For a infinite loop, it can be detected and the corresponding wasm VM can be destroyed, although this would likely require support at the runtime level. Similarly, for abnormal CPU usage of certain plugins, we can also consider:

  1. For cases exceeding the non-severe threshold, introduce a delay for requests that are to pass through the wasm plugin logic.
  2. Exceeds too much, directly destroy the corresponding wasm vm
marc-barry commented 1 month ago

Since this discussion began I noticed that the situation with documenting proxy-wasm has changed. The following pull requests were merged:

With those you can find the documented spec for the respective versions under https://github.com/proxy-wasm/spec/tree/main/abi-versions.

martijneken commented 1 month ago

Could you name some situations in which people need to write trusted extensions? Usually, we trust the developer but not the plugin itself.

You're right @spacewander, thanks for putting a finer point on this.
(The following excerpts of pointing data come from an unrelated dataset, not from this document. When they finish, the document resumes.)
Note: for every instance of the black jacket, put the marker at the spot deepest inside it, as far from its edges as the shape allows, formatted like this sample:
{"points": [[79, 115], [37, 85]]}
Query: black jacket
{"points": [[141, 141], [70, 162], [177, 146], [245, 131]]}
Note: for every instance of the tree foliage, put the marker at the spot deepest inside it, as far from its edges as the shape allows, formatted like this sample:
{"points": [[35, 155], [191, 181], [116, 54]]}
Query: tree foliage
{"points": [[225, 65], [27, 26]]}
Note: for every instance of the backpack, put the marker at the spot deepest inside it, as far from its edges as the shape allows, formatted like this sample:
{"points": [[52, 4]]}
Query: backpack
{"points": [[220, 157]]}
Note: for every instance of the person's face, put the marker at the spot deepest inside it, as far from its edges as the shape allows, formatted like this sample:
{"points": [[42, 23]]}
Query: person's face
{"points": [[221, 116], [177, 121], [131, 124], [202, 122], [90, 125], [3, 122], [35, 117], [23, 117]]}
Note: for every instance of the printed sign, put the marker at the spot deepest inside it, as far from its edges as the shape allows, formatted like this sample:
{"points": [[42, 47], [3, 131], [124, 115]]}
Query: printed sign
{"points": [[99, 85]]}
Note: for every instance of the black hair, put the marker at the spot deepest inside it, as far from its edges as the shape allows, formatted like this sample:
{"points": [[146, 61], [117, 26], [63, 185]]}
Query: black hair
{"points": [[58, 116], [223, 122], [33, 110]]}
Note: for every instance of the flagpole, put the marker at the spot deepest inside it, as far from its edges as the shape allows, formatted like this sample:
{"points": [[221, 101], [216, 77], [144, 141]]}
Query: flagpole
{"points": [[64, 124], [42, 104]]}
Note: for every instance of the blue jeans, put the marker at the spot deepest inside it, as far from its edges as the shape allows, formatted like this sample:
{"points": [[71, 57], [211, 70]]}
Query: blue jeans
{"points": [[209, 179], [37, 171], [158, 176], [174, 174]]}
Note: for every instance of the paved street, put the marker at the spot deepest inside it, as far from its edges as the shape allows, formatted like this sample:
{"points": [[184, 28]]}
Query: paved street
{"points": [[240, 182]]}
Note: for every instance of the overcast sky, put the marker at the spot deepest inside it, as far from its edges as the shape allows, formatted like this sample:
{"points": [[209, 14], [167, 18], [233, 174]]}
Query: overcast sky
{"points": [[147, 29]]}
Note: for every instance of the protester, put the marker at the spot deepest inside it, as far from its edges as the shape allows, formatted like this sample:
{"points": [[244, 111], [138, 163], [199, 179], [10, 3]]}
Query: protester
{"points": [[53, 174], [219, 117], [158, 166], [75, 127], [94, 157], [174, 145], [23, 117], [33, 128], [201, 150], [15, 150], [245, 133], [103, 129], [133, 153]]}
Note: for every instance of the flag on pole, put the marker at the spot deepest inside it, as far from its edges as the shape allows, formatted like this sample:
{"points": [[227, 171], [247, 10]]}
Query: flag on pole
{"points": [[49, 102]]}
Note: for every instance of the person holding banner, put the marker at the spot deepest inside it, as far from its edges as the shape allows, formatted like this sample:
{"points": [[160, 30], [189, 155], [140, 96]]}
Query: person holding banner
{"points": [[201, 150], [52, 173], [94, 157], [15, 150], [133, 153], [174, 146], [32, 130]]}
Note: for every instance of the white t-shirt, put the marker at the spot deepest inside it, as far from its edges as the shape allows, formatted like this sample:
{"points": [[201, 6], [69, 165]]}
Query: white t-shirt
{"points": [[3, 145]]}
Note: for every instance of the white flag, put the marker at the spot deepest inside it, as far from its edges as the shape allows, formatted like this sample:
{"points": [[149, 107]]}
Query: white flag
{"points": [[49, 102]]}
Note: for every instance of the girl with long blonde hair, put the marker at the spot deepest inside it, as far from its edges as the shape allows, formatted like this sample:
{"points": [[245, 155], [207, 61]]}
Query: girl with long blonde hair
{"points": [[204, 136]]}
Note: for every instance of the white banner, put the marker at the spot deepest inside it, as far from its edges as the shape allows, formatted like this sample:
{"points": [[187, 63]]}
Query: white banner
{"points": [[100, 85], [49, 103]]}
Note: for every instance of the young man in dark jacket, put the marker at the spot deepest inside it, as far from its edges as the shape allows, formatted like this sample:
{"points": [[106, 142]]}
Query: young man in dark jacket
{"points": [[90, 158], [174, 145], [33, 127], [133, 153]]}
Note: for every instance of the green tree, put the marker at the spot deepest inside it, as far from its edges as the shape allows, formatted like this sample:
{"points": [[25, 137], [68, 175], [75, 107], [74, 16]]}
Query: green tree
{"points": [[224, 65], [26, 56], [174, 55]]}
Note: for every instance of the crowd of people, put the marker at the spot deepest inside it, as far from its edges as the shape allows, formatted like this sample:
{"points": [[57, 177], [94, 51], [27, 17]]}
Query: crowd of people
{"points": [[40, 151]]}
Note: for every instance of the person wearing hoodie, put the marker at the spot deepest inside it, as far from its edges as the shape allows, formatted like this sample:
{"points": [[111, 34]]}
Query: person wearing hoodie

There is absolutely a difference between a vendor like Google running customers' code and 1P extensions for an Envoy owner. The topics then are security vs. production stability. Vendors need both, so I think our interests are still well aligned.

Paraphrasing your list of risks:

  1. Security boundary. Wasm does provide a security boundary. For vendors it may or may not be sufficient, depending on the runtime and the risk profile. Likely N/A for 1P.
  2. Logical compromise. In this respect plugin logic is the same as any server code -- operating on user facing input/output. If compromised, the other protections may contain the impact, depending on the attack.
  3. Memory limits. Yep, these exist and they are globally configurable, see: https://github.com/proxy-wasm/proxy-wasm-cpp-host/blob/main/include/proxy-wasm/limits.h
  4. CPU limits. This doesn't exist today, but this is one of the improvements we want to make soon. Some runtimes have better built-in support than others (e.g. wasm instruction counting), but worst case we can fall back on a watchdog thread that checks CPU time spent by the Envoy/wasm thread. The ideas offered by @johnlanni match ours, with the addition that one could rate-limit VM restarts to prevent abuse.
spacewander commented 1 month ago

@martijneken Thanks for your infomation!